Suppressing migration noise in reverse time migration of vertical seismic profiles by multiple stacking estimation

Abstract

Reverse time migration (RTM) has advantages of imaging steep dip structures but may inevitably produce migration swings when applied to vertical seismic profiles (VSPs). These artifacts often are not suppressed by stacking over shots. The noise is mainly generated from the limited coverage of VSP acquisition geometry, which leads to uneven superposition. The noise is processed by the imaging condition and then overlaps with the real layers, generating artificial images with different dip angles that are difficult to distinguish. The difference is that the real layers can be enhanced by the redundancy of multifold data, whereas the noise is usually generated by a smaller subset of the data.
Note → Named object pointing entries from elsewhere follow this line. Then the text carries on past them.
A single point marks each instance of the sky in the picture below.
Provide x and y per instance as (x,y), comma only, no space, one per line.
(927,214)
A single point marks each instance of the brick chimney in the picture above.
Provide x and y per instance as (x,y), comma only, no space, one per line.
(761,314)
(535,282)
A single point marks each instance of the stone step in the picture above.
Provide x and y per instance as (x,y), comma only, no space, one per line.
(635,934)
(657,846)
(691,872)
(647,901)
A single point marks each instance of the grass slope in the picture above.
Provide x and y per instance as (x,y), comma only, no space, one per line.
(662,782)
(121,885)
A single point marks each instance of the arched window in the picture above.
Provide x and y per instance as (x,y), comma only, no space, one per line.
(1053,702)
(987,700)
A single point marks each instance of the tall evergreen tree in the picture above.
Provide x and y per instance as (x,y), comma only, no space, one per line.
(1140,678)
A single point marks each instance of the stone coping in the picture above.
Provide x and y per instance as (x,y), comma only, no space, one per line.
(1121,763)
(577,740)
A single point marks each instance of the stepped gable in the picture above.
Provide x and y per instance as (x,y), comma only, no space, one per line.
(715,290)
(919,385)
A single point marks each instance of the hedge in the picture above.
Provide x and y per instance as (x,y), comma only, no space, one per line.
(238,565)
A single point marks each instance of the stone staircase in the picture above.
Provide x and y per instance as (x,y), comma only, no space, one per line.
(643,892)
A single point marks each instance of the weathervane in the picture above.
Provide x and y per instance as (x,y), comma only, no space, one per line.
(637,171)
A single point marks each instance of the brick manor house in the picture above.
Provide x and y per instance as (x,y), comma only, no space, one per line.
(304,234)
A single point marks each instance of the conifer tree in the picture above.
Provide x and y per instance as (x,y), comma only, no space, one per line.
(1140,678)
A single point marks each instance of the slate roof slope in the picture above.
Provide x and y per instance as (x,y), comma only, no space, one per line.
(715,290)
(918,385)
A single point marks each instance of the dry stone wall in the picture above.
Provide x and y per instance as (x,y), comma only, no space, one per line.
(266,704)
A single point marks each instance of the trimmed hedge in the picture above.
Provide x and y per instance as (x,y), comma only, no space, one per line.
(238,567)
A VSP RTM processing flow is developed to suppress this type of noise. This method constructs the dip angle gather and estimates the redundancy of the coverage in the dip domain. In the stratigraphic dip domain, the false structure and the real structure are located at different dip angles. The real dip is determined by identifying the center of the stacking number. Then, the noise is suppressed by attenuating the imaging information of the other dip angles. The efficient wavefield decomposition method based on Hilbert transform-based instantaneous wavenumber method is adopted to determine the wave propagation direction. Compared with the Poynting vector method and the instantaneous wavenumber method, this approach alleviates the influence of multiwave arrivals and is suitable for complex media, ensuring the accuracy of image decomposition. The whole process is data-driven and does not require prior information. Theoretical and field examples indicate that this method can significantly reduce migration noise and improve the image quality of VSP RTM.